You don't want to talk to people on the phone, only in person, because your phone reception is shitty and they sound like three different people (even different genders) over the course of the call, and you feel if you ask them "who they really are," they'll think you're crazy, or they'll "lie to you." So you converse on the phone as you normally would, or as normally as you can. You get off the phone and reflect for a bit, coming to the conclusion that they're probably exactly the person you called, and that you are crazy. And even then, if the person treats you strangely face-to-face (although you don't realize it at the time, it's because of the way you're treating them), the delusion resurfaces.

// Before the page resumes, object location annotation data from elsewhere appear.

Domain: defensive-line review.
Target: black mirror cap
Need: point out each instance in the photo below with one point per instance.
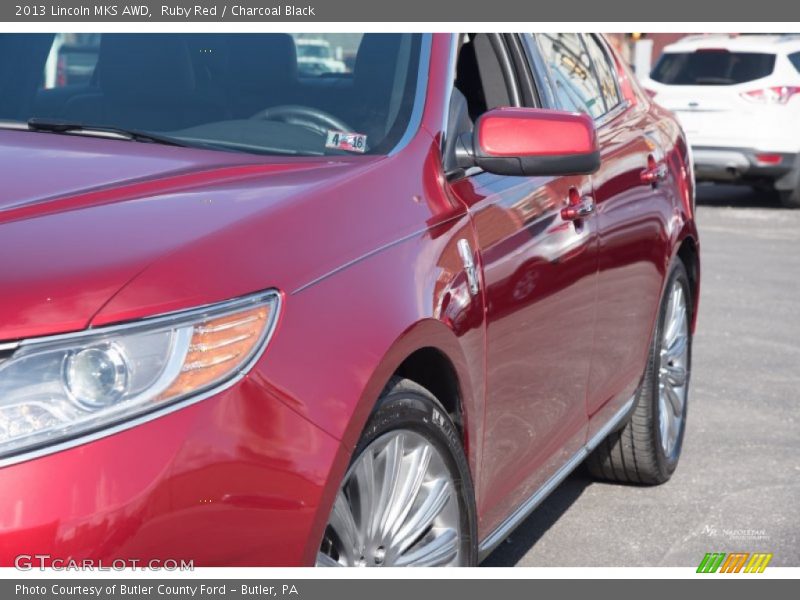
(565, 164)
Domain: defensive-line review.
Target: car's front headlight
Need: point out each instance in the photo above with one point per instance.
(62, 387)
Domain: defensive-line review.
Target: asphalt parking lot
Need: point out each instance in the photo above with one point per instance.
(737, 487)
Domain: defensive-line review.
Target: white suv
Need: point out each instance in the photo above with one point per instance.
(738, 99)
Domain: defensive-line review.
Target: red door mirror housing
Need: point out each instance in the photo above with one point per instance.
(533, 141)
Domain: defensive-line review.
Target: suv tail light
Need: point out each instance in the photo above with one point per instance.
(772, 95)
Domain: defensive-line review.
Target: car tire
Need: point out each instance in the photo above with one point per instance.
(408, 465)
(790, 198)
(643, 451)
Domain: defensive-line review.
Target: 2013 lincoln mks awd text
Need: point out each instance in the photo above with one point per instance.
(368, 315)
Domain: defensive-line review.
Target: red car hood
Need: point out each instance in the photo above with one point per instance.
(81, 217)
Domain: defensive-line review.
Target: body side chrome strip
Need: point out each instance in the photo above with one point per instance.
(526, 508)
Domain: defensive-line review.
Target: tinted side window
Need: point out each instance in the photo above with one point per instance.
(795, 58)
(712, 67)
(574, 82)
(606, 74)
(479, 75)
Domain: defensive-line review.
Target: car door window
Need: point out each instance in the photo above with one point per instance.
(481, 84)
(605, 73)
(480, 77)
(575, 84)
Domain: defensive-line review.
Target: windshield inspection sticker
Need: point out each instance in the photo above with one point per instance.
(344, 140)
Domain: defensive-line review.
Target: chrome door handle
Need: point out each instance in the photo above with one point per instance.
(655, 174)
(580, 210)
(465, 252)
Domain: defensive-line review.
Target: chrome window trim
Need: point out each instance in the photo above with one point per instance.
(420, 94)
(174, 406)
(523, 511)
(448, 95)
(601, 43)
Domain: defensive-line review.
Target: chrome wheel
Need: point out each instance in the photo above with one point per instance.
(673, 372)
(397, 506)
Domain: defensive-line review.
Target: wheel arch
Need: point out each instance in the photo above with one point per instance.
(689, 254)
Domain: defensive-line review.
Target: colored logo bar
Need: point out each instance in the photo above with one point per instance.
(736, 562)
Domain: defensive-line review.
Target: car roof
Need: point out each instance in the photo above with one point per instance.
(777, 43)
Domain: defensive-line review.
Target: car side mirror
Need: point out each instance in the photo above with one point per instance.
(531, 141)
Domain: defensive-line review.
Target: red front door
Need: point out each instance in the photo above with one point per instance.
(539, 271)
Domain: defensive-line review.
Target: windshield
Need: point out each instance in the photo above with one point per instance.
(712, 67)
(313, 51)
(241, 92)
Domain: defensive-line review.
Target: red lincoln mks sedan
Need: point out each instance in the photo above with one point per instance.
(367, 313)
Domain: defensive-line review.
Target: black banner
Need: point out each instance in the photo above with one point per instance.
(407, 10)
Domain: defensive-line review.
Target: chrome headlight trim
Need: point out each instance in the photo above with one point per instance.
(270, 297)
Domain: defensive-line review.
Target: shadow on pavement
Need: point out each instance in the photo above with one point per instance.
(737, 196)
(522, 539)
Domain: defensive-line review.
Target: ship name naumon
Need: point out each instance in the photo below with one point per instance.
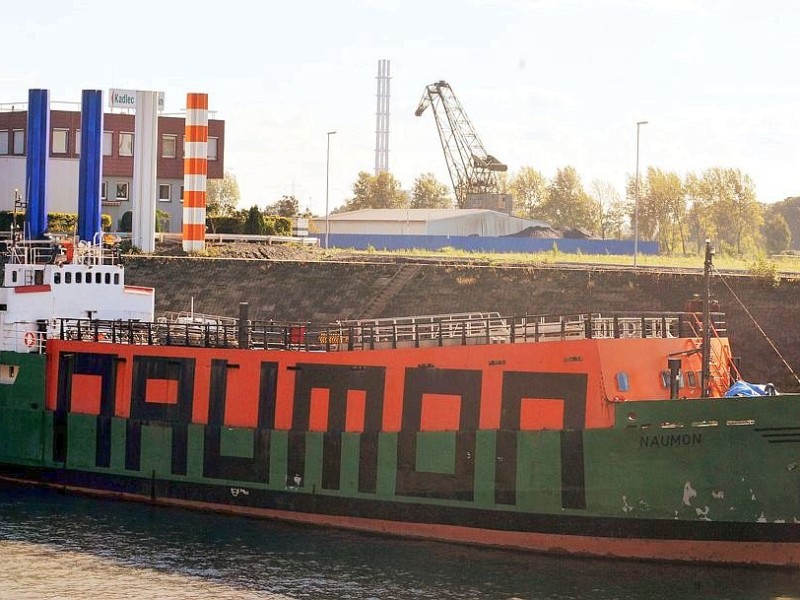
(670, 440)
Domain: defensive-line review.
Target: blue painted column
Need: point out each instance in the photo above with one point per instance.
(37, 154)
(91, 165)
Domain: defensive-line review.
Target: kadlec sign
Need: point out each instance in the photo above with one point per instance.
(127, 99)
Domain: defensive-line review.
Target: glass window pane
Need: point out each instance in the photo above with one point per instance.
(169, 145)
(126, 144)
(60, 139)
(19, 141)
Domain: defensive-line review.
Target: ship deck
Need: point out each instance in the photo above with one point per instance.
(461, 329)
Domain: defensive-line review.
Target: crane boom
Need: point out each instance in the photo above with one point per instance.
(472, 169)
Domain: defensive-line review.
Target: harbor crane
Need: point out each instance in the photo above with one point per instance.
(473, 171)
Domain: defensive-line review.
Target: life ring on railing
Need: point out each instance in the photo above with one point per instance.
(69, 250)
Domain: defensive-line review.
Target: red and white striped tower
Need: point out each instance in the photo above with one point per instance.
(195, 171)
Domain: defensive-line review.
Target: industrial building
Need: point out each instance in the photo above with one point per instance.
(117, 175)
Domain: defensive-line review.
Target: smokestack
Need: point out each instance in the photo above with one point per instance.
(38, 152)
(91, 165)
(195, 172)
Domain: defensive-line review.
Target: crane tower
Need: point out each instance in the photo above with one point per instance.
(473, 171)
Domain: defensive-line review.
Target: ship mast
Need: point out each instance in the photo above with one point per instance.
(705, 379)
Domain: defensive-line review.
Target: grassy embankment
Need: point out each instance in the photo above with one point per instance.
(759, 266)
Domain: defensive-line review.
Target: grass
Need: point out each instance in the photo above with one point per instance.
(784, 264)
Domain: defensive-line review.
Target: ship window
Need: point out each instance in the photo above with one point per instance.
(623, 384)
(665, 379)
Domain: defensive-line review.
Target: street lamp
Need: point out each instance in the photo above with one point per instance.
(327, 187)
(636, 199)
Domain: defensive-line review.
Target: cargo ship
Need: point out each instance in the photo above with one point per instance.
(591, 434)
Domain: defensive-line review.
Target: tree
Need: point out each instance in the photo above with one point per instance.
(222, 196)
(429, 192)
(529, 191)
(287, 206)
(376, 191)
(567, 204)
(254, 223)
(662, 203)
(777, 234)
(731, 212)
(609, 210)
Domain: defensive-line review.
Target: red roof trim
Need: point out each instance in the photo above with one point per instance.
(31, 289)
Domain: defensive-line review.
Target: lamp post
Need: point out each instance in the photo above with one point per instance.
(636, 200)
(327, 187)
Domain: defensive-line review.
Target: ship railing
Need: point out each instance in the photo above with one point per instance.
(159, 333)
(58, 249)
(411, 332)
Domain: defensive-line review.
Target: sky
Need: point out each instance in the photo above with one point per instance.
(546, 83)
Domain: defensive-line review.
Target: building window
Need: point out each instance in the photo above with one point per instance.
(126, 144)
(19, 141)
(60, 141)
(169, 145)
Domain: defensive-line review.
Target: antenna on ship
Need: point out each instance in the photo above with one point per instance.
(706, 372)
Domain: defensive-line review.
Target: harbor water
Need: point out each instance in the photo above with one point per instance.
(57, 546)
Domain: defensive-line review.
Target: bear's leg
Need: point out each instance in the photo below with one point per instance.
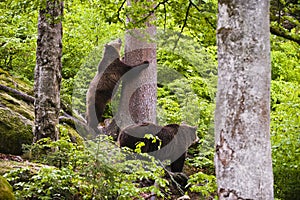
(177, 165)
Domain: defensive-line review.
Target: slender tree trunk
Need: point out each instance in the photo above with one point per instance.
(48, 70)
(242, 119)
(139, 93)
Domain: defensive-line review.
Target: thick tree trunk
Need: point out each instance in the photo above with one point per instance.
(242, 119)
(138, 96)
(48, 70)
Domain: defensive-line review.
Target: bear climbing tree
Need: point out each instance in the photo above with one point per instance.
(110, 71)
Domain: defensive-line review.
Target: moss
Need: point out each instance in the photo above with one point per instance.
(15, 131)
(15, 83)
(6, 191)
(16, 105)
(74, 136)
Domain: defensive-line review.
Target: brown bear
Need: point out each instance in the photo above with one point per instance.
(110, 71)
(175, 140)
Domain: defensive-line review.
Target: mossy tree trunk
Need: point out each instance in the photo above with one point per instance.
(48, 70)
(139, 93)
(242, 118)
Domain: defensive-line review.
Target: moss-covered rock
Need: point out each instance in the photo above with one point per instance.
(15, 130)
(6, 191)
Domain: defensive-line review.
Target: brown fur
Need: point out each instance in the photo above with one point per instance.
(175, 140)
(110, 71)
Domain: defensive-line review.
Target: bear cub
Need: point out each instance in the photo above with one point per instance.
(110, 71)
(175, 140)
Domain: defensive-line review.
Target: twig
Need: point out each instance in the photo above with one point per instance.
(184, 24)
(27, 98)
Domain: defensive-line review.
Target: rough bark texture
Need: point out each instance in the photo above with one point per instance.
(242, 131)
(48, 70)
(138, 96)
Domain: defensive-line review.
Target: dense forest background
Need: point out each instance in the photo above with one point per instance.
(187, 78)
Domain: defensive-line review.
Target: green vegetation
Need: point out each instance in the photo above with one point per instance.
(187, 78)
(6, 191)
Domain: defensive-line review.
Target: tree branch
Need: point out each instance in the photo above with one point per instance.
(285, 34)
(184, 24)
(20, 95)
(119, 10)
(152, 11)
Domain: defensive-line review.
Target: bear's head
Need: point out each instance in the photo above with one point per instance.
(112, 50)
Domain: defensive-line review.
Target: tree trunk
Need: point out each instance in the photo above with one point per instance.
(48, 70)
(242, 118)
(139, 93)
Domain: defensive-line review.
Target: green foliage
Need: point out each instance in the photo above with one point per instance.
(6, 191)
(18, 37)
(285, 126)
(285, 61)
(99, 170)
(203, 184)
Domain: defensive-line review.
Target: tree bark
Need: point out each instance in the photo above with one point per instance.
(242, 118)
(139, 93)
(48, 70)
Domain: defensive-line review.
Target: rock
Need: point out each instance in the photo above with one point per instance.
(6, 191)
(15, 131)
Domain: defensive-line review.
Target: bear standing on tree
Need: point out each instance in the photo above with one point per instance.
(110, 71)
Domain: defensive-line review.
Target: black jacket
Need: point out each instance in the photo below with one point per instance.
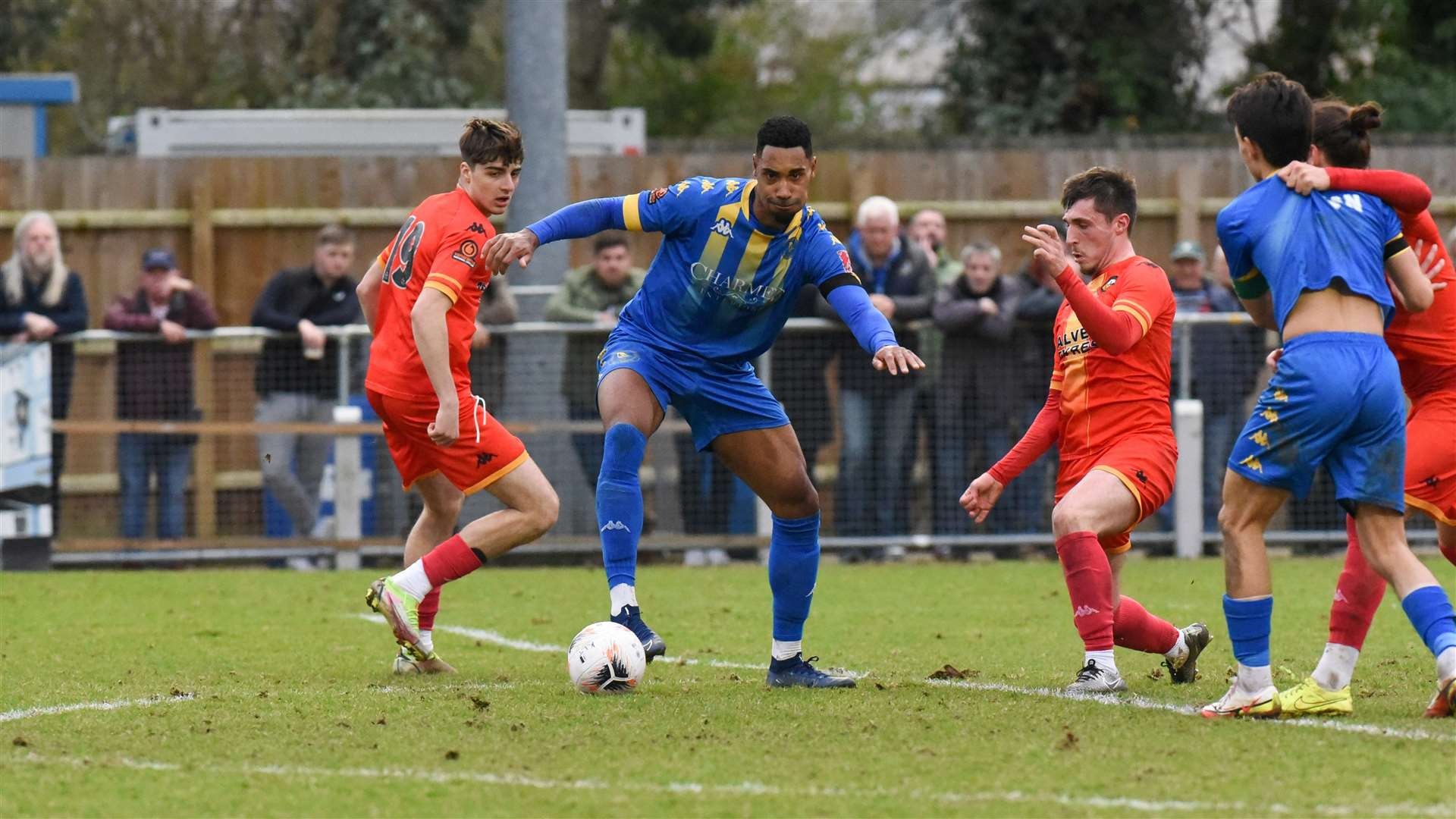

A lot of folks don't even realize they're having a delusion, when this happens. The person in the examples I gave is a bit luckier than most, probably due to a background in critical thinking. The delusions still happen because their brain chemistry is temporarily fucked, but they catch themself quickly before it weaves into something serious, something impenetrable that could cause lasting damage to relationships. Also, this person has something like bipolar, and hasn't found the right meds yet to cope with psychoses in mania (their psychologist quadrupled their dose of antipsychotics overnight and prescribed a potent one as a night sedative, as a precaution against delusion... The person wasn't psychotic or delusional before, just restless, super intelligent, and full of energy (this statement could be backed by roommates, employers, and family). But after two days of the quadruple dose, the person started experiencing psychotic symptoms, tachycardia, chest pain, dizziness, extreme sedation, constant thirst, shaking, shuddering, paranoia, and delusions. The person wound down their dose over the course of five days, and the psychotic (and physiological) symptoms vanished. Luckily, this person was no longer under legal commitment to take their meds as directed. If they were, they'd probably be in a mental ward for at least a week, complaining of chest pain to nurses who claimed that they were just trying to weasel out of medication. (That's what happened last time, and why they made the person sign a paper requiring med use as directed for a whole six months, with the alternative being involuntary hospitalization (with meds injected if refused))).
So yeah, just, bothersome.
... And that person was me, just a couple weeks ago. Fuck it.